Hambro captures conveyancing

New figures obtained by The Lawyer show that estate agency Hambro Countrywide is now the largest conveyancer in England and Wales.

Hambro Countrywide Conveyancing (HCC) dealt with 15,000 instructions from clients from January to September this year and aims to be dealing with around 30,000 in 1999.

“I would be extremely surprised if any other firm in the country was doing that volume,” said HCC operations director Roger Wilson.

HCC has kept its operation under wraps since it was established in 1997, partly because of teething problems co-ordinating its service with its law firm partners.

But HCC managing director Bob Scarf now claims the operation's success in the last nine months will lead to a “shake-up” in the high street with many firms unable to match Hambro's investment in technology.

Hambro said setting up the operation was made easier due to a lack of “co-ordinated” opposition from the legal profession.

Hambro linked up with law firms Shoosmiths & Harrison, EDC Lord & Co and Eversheds, to offer house buyers a “fast track” high-volume conveyancing service in March 1997.

Its in-house conveyancers work for the client on one side of the deal, while volume conveyancers at the three law firms work for the purchaser or vendor on the other.

But Hambro also works with high street firms where the client on the other side of the deal insists on it.

Hambro estate agency customers simply phone one of HCC's conveyancing centres with no need to visit their solicitor to get the deal done.

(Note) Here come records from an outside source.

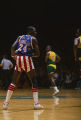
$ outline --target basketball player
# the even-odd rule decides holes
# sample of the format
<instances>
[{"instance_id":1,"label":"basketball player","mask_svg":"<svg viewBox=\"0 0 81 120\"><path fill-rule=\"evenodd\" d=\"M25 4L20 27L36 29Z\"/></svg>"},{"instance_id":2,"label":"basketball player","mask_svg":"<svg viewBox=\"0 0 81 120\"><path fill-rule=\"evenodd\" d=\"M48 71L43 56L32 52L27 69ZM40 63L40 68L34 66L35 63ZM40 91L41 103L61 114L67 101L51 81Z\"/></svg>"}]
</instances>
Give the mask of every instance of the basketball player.
<instances>
[{"instance_id":1,"label":"basketball player","mask_svg":"<svg viewBox=\"0 0 81 120\"><path fill-rule=\"evenodd\" d=\"M76 38L74 39L74 57L79 63L79 72L81 78L81 30L77 30Z\"/></svg>"},{"instance_id":2,"label":"basketball player","mask_svg":"<svg viewBox=\"0 0 81 120\"><path fill-rule=\"evenodd\" d=\"M12 83L8 88L6 100L3 104L3 109L8 108L10 98L22 71L25 71L29 79L32 81L34 109L43 108L43 106L38 103L38 85L34 64L32 61L32 57L39 57L40 55L38 41L35 37L36 34L36 28L29 26L27 28L27 35L19 36L11 47L11 56L16 60L16 66L12 77Z\"/></svg>"},{"instance_id":3,"label":"basketball player","mask_svg":"<svg viewBox=\"0 0 81 120\"><path fill-rule=\"evenodd\" d=\"M59 89L57 88L55 84L55 80L56 80L55 71L56 71L56 62L60 61L60 57L55 52L53 52L51 49L52 48L50 45L46 47L45 62L47 63L48 78L54 89L53 95L56 95L59 92Z\"/></svg>"}]
</instances>

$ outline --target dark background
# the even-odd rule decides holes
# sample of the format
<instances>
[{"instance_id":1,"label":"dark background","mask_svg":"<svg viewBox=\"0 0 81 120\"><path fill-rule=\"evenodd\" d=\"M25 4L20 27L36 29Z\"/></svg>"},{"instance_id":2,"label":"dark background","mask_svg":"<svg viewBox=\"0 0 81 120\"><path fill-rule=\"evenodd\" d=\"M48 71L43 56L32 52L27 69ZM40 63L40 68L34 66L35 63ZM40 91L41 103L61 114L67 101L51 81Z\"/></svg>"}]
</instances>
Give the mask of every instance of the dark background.
<instances>
[{"instance_id":1,"label":"dark background","mask_svg":"<svg viewBox=\"0 0 81 120\"><path fill-rule=\"evenodd\" d=\"M10 55L12 43L18 35L33 25L38 31L41 61L45 47L50 44L62 58L72 65L73 39L81 27L81 3L74 0L7 0L0 4L0 56Z\"/></svg>"}]
</instances>

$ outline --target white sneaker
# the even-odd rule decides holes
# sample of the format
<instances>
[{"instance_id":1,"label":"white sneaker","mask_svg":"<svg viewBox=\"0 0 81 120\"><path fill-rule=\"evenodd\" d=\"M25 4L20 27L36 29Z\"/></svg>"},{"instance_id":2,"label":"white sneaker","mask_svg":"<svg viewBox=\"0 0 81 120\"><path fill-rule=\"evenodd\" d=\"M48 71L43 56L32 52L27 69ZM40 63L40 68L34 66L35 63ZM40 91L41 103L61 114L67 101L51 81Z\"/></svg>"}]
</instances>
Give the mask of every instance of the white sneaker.
<instances>
[{"instance_id":1,"label":"white sneaker","mask_svg":"<svg viewBox=\"0 0 81 120\"><path fill-rule=\"evenodd\" d=\"M4 102L4 103L3 103L3 109L4 109L4 110L7 110L7 109L8 109L8 104L9 104L8 102Z\"/></svg>"},{"instance_id":2,"label":"white sneaker","mask_svg":"<svg viewBox=\"0 0 81 120\"><path fill-rule=\"evenodd\" d=\"M56 91L53 93L53 95L56 95L57 93L59 93L59 90L56 90Z\"/></svg>"},{"instance_id":3,"label":"white sneaker","mask_svg":"<svg viewBox=\"0 0 81 120\"><path fill-rule=\"evenodd\" d=\"M34 104L34 110L40 110L43 109L44 107L42 105L38 104Z\"/></svg>"}]
</instances>

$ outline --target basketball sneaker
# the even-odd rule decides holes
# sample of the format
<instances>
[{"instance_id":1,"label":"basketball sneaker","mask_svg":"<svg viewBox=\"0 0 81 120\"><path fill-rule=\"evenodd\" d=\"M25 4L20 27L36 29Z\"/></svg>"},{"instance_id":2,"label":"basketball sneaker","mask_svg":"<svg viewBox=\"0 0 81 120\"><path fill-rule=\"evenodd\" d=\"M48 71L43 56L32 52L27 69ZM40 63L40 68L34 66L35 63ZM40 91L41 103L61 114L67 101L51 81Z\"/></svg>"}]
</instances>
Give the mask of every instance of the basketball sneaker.
<instances>
[{"instance_id":1,"label":"basketball sneaker","mask_svg":"<svg viewBox=\"0 0 81 120\"><path fill-rule=\"evenodd\" d=\"M53 95L56 95L58 93L59 93L59 90L57 89L57 90L55 90L55 92L53 93Z\"/></svg>"},{"instance_id":2,"label":"basketball sneaker","mask_svg":"<svg viewBox=\"0 0 81 120\"><path fill-rule=\"evenodd\" d=\"M40 109L43 109L43 108L44 107L41 104L39 104L39 103L34 104L34 110L40 110Z\"/></svg>"},{"instance_id":3,"label":"basketball sneaker","mask_svg":"<svg viewBox=\"0 0 81 120\"><path fill-rule=\"evenodd\" d=\"M4 109L4 110L7 110L7 109L8 109L8 104L9 104L8 102L4 102L4 103L3 103L3 109Z\"/></svg>"}]
</instances>

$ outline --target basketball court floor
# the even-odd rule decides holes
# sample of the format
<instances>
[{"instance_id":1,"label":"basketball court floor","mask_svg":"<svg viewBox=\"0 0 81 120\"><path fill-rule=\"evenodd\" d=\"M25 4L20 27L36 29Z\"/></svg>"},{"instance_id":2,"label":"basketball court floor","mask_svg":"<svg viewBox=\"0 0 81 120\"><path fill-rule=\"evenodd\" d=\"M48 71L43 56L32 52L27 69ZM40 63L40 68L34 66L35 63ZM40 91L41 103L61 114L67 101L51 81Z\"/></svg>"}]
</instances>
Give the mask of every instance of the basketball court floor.
<instances>
[{"instance_id":1,"label":"basketball court floor","mask_svg":"<svg viewBox=\"0 0 81 120\"><path fill-rule=\"evenodd\" d=\"M81 120L81 90L60 90L52 96L52 89L39 89L39 103L43 110L33 110L31 89L17 89L8 110L2 105L6 91L0 90L0 120Z\"/></svg>"}]
</instances>

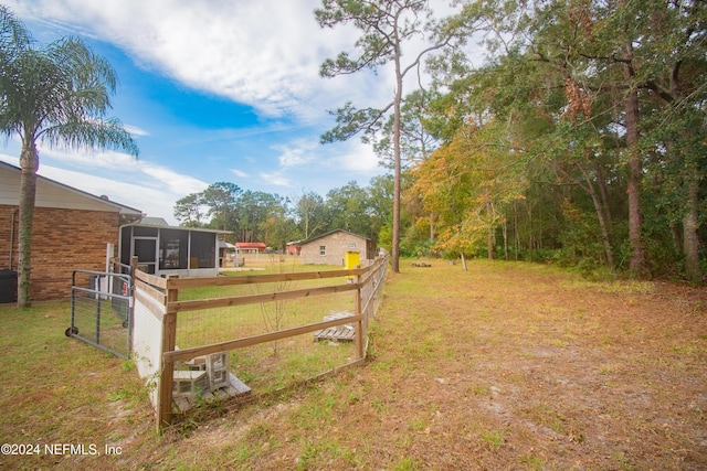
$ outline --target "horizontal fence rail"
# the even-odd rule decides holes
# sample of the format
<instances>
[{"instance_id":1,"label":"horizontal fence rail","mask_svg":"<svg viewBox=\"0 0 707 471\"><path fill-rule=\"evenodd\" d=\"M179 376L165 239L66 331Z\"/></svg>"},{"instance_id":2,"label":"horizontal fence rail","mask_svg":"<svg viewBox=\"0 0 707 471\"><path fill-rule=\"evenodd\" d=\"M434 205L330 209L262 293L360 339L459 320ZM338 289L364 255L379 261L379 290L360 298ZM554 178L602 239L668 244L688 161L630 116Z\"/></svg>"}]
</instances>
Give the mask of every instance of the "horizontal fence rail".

The service costs £350, with no charge if the deal falls through. Hambro says around 15 per cent of their deals fail to complete.

Three HCC centres were originally set up in 1997 but there are now five located in Manchester, Cardiff, Brentwood, Northampton and Woking. The number of staff in the Woking office alone has grown from 17 to 280 since HCC started.

However, Hambro said it is not yet looking for any more law firms to join the scheme and it flatly denied market rumours that EDC Lord was to be dropped.

Sole Practitioners' Group press officer Montagu Martin said the figures were not yet reflected in a drop-off in work for SPG members but were a “concern”. High street practices had to co-operate more to ward off the Hambro threat, he said.

Law Society spokesman David McNeil said: “Many people will choose to pay more for the personal service they can get from people they have worked with before on the high street rather than with a conveyancing factory.”

Hambro has so far spent around £1.7m on establishing its conveyancing service, with the first profits expected next year.